Yes, you are reading that correctly, 48 hours in A&E is the headline of today's blog. I was going to put 48 hours on a trolley in A&E but it didn't have the same ring to it.

Now, first of all, I want to say this blog is not bashing our Doctors or Nurses, these people are superheroes and there is no other word that describes them. The conditions these people have to work under are awful. My heart goes out to them all. They have so much patience, empathy and are bending over backwards to help every single person in that place. They really have the hardest job and do not get any thanks for it. It makes me so fucking angry at how our government and the HSE are treating these people. The HSE with their massive bigwigs who literally do fuck all but have stupidly high salaries when it's the Doctors, the Nurses, the Porters, the Cleaners that do all the work. And it's HARD BLOODY WORK. It makes me so angry that in 2018 our Doctors and Nurses have to work in these conditions. No one seems to be thanking them, patients complain to them, the media ridicule them when they strike and their bosses couldn't give a flying fuck!!

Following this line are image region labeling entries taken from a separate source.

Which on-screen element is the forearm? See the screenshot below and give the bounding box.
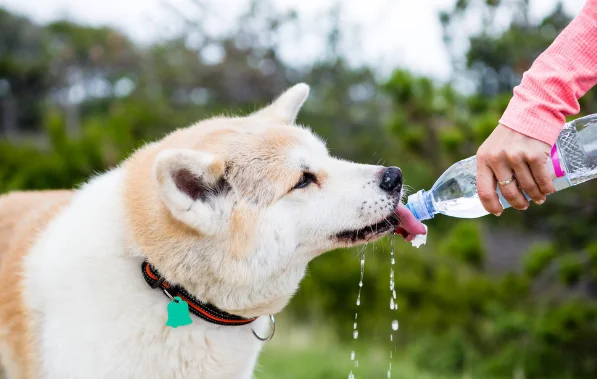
[500,0,597,145]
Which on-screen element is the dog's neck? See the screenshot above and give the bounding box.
[141,261,257,326]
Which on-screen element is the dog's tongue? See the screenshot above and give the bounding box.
[396,203,427,241]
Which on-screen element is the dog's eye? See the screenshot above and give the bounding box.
[293,172,317,189]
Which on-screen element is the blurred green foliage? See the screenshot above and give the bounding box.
[0,0,597,379]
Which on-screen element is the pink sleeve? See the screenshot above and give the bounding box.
[500,0,597,146]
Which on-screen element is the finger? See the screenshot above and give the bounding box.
[492,162,529,210]
[528,154,556,195]
[477,162,504,216]
[512,160,545,204]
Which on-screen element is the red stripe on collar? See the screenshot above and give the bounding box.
[141,262,257,326]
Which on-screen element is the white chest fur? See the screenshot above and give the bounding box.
[24,170,266,379]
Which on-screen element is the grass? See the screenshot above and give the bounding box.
[255,322,464,379]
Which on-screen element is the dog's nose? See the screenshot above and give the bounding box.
[379,167,402,192]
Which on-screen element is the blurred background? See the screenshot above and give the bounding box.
[0,0,597,379]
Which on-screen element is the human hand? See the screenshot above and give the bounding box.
[477,124,555,216]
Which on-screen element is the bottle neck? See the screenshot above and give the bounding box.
[406,190,437,221]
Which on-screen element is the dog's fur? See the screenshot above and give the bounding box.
[0,84,401,379]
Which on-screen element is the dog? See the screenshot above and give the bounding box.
[0,84,424,379]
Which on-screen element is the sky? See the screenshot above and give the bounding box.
[0,0,585,80]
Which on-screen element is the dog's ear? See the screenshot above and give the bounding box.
[153,149,230,233]
[256,83,309,124]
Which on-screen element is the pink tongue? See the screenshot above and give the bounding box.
[396,203,427,235]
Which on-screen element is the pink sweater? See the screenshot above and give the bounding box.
[500,0,597,146]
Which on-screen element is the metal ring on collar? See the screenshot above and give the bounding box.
[251,315,276,342]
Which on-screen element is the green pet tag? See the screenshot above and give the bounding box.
[166,296,193,328]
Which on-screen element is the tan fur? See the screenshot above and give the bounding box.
[124,118,304,294]
[0,191,72,379]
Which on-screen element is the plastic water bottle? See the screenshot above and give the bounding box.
[406,114,597,221]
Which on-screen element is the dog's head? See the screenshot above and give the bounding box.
[125,84,424,316]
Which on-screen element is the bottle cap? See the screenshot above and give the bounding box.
[406,190,433,221]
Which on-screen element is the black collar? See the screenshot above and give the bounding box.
[141,262,257,326]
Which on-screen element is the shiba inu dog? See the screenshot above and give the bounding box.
[0,84,425,379]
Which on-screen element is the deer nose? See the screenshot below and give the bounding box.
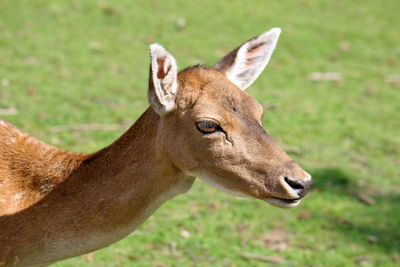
[285,177,312,197]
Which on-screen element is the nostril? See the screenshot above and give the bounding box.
[285,177,304,190]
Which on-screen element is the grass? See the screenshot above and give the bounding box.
[0,0,400,266]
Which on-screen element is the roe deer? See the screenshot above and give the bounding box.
[0,28,311,265]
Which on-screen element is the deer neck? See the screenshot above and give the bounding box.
[0,108,194,263]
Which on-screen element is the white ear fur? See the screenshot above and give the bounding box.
[214,28,281,90]
[148,44,178,116]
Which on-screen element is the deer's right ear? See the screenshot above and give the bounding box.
[148,44,178,116]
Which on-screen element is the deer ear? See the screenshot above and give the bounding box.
[214,28,281,90]
[148,44,178,116]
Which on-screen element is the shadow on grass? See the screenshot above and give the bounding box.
[312,168,400,253]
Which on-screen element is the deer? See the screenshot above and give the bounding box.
[0,28,312,266]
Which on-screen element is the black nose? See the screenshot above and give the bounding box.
[285,177,312,197]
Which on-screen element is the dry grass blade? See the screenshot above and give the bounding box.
[308,72,342,82]
[50,123,129,133]
[239,252,296,265]
[0,107,18,115]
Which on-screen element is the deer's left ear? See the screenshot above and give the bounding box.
[214,28,281,90]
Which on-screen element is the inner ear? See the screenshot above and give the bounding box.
[157,58,171,79]
[148,44,178,116]
[214,28,281,90]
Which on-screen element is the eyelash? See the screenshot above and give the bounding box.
[196,121,222,134]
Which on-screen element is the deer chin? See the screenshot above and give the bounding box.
[190,171,256,199]
[264,197,301,209]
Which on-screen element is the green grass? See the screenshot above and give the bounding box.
[0,0,400,266]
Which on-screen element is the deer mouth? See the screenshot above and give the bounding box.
[265,197,301,209]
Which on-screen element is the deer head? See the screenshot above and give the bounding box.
[148,28,311,208]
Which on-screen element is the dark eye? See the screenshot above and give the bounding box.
[196,121,221,134]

Last Monday morning I had the misfortune of being admitted to A&E with severe pains in my abdomen. It was sore, really sore! I mean pain I have never experienced before in my 33 years on this planet. Luckily for me, I was recuperating at home from a hospital visit the week before. Yes, a second visit. As you may have seen in my previous post I was admitted to the Bon Secour hospital last week and spent a night there. However last Monday morning I was admitted to Kerry University Hospital with suspected Kidney Stones, (turns out it was suspected at all, I had kidney stones and the fuckers hurt like hell.)

Now I knew how long I would be waiting so I had gone to my doctor first who wrote a letter and referred me. I mean I couldn't have waited in the waiting room for long as I was close to passing out with the pain. 10 minutes in the waiting room was long enough before I was seen by a nurse and admitted and placed on a trolley. What I didn't expect was that I was going to spend my WHOLE visit on that trolley.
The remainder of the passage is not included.